Martin Pawley: a night to remember
This is the time of year for resolutions, but I have nothing to resolve. In fact my powers of resolution, instead of straining forward into 1998 and beyond (as they so often do), insist on dwelling on painful episodes from the past. In particular that dinner at the Mansion House 10 years ago when Prince Charles praised the Luftwaffe for doing less harm to London during the blitz than the post-war planners had done after it.
Although this was Prince Charles's last big push at architecture, he did not dominate the evening in my eyes. The cynosure of my eyes was the great Satan Robert Maxwell, then owner of the Architectural Press, sitting in splendid isolation at the far end of the high table. Throughout the proceedings no one spoke to him and he spoke to nobody. He sat there impassive, next to an empty chair, twiddling his fork, a shambling monster of a man, made even more monstrous by the height of the podium upon which the high table stood.

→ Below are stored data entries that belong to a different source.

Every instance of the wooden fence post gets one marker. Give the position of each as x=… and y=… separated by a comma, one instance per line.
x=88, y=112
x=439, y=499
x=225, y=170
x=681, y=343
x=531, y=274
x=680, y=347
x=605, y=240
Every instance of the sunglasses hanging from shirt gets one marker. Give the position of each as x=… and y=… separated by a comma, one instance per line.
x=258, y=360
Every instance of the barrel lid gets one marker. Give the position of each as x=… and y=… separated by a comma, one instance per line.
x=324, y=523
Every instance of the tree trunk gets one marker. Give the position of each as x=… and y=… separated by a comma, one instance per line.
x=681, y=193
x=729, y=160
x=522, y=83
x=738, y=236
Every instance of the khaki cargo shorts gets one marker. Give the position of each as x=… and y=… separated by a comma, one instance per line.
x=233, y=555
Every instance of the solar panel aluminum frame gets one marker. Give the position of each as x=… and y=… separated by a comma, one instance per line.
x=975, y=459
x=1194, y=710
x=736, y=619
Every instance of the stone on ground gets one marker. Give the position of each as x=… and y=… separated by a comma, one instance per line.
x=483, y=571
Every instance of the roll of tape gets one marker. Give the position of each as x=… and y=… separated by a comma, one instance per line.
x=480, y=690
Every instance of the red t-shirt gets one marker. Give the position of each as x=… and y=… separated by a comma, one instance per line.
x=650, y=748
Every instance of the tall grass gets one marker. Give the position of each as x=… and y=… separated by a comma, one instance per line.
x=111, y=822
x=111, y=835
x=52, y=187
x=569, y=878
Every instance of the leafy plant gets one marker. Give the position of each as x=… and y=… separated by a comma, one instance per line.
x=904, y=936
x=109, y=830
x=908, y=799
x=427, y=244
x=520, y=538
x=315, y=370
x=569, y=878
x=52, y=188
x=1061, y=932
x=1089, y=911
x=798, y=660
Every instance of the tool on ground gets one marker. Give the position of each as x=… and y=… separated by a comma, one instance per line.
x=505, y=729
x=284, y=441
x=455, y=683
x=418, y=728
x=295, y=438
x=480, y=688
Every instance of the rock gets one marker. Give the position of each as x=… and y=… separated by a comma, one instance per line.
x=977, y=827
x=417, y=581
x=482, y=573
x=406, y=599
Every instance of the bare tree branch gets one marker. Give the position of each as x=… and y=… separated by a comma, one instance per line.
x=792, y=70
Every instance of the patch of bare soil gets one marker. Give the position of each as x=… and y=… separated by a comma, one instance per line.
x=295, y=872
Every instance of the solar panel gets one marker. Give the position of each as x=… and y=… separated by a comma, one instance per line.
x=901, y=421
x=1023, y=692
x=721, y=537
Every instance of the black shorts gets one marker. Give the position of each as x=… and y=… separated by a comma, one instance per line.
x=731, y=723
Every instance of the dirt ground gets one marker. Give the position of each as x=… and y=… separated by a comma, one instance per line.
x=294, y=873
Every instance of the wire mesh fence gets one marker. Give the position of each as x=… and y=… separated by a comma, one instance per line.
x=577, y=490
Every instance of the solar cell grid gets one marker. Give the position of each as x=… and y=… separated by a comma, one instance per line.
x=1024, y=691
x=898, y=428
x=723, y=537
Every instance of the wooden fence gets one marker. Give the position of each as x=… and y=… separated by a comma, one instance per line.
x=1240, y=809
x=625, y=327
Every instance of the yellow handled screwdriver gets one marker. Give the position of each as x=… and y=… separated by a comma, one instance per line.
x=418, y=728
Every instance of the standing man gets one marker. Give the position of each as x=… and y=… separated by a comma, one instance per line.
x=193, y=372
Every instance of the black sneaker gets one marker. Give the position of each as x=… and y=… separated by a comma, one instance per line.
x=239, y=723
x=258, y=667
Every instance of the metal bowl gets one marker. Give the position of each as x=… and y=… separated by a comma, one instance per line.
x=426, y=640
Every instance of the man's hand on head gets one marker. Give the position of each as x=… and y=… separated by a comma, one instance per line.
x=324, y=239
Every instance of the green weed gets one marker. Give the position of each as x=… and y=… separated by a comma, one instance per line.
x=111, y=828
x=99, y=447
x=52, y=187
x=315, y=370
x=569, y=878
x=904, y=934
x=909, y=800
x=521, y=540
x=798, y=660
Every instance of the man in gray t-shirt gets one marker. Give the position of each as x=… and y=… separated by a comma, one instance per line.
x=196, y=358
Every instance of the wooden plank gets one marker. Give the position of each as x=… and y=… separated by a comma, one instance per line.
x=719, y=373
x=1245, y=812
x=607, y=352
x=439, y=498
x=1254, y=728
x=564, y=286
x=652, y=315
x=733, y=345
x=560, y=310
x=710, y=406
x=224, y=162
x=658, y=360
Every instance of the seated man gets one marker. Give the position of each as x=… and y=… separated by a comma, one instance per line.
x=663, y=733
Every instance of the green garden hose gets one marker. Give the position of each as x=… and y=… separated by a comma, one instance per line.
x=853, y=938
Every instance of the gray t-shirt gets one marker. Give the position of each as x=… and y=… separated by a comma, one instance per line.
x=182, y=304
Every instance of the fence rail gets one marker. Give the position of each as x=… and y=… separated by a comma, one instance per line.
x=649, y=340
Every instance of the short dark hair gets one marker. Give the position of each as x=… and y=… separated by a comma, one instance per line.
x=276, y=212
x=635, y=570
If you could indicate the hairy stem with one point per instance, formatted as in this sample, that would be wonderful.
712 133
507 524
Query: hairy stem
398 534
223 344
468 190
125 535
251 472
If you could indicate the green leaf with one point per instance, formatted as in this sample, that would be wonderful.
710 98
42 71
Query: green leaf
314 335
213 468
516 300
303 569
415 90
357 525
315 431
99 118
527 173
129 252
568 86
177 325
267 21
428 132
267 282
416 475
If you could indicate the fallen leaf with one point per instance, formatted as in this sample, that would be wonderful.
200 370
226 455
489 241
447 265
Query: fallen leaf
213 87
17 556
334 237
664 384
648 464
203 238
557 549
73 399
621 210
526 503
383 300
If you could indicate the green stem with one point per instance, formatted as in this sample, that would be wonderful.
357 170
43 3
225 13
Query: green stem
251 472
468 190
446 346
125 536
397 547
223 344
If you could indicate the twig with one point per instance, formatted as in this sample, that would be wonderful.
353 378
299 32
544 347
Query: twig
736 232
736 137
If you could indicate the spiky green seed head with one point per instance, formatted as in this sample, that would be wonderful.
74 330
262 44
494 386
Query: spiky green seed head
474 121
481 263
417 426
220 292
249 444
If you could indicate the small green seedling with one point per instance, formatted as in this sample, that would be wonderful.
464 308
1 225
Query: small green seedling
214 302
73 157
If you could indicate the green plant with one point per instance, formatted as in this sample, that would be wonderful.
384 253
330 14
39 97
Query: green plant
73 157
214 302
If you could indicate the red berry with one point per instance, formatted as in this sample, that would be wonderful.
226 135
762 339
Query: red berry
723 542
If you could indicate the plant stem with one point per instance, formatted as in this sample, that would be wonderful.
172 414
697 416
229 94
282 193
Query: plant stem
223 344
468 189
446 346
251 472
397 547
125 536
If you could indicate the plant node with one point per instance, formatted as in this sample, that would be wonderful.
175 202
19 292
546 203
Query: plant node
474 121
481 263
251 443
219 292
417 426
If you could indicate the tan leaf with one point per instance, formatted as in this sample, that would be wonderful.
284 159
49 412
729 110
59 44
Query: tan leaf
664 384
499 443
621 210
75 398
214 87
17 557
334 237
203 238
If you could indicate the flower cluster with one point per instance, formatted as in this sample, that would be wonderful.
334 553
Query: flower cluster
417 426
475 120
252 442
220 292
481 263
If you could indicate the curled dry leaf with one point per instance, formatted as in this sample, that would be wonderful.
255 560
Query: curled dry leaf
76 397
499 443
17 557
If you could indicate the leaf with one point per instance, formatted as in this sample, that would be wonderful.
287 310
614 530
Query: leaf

As a journalist, I was seated at the lowly press table, almost underneath him. But as the dinner wore on and speeches were made, I became more and more obsessed with the idea of speaking to him. This was a golden opportunity, perhaps the best I would ever have. The owner of the Daily Mirror and the founder of the European was sitting barely five feet away.
I had good reason to approach a press baron. A new regime at the Guardian threatened my position as critic. The powers wanted a 'consumer of architecture' to write about the subject. Preferably someone who would appreciate Rod Hackney's timber guttering and applaud the Prince's plucky attacks on architects. They did not want an enemy agent steeped in architectural lore. They wanted someone who would fearlessly denounce architects by name; someone who could run off a long list of anti-social tower blocks at the drop of an 'eyesore'. Someone who would get indignant about satellite dishes and out-of-town supermarkets, someone who would traipse around old buildings and tirelessly launch campaigns to save them for the nation.
I couldn't believe Robert Maxwell would be like that. Cap'n Bob was made of sterner stuff. He had come up the hard way. He knew that you couldn't make an omelette without breaking heads. So I decided to seize my chance and slip away from my seat under cover of the gluttonous hubbub of 800 diners and their attendant waiters. Quickly I stepped to the high table, which was almost level with my head, and looked up. Maxwell loomed above me like a gigantic Michelin Man.
'Excuse me, Mr Maxwell,' I said. He looked at me dully, stopped playing with his fork, and nodded for me to go on.
'I just thought,' I said. 'It must be time the Mirror had an architectural writer. I'd like to offer myself for the job.'
He focused his eyes on me for the first time.
'Do what?' he grated in a deep voice.
I repeated myself.
He looked at me for a second or two.
'Piss off,' he growled, and turned his attention back to his fork.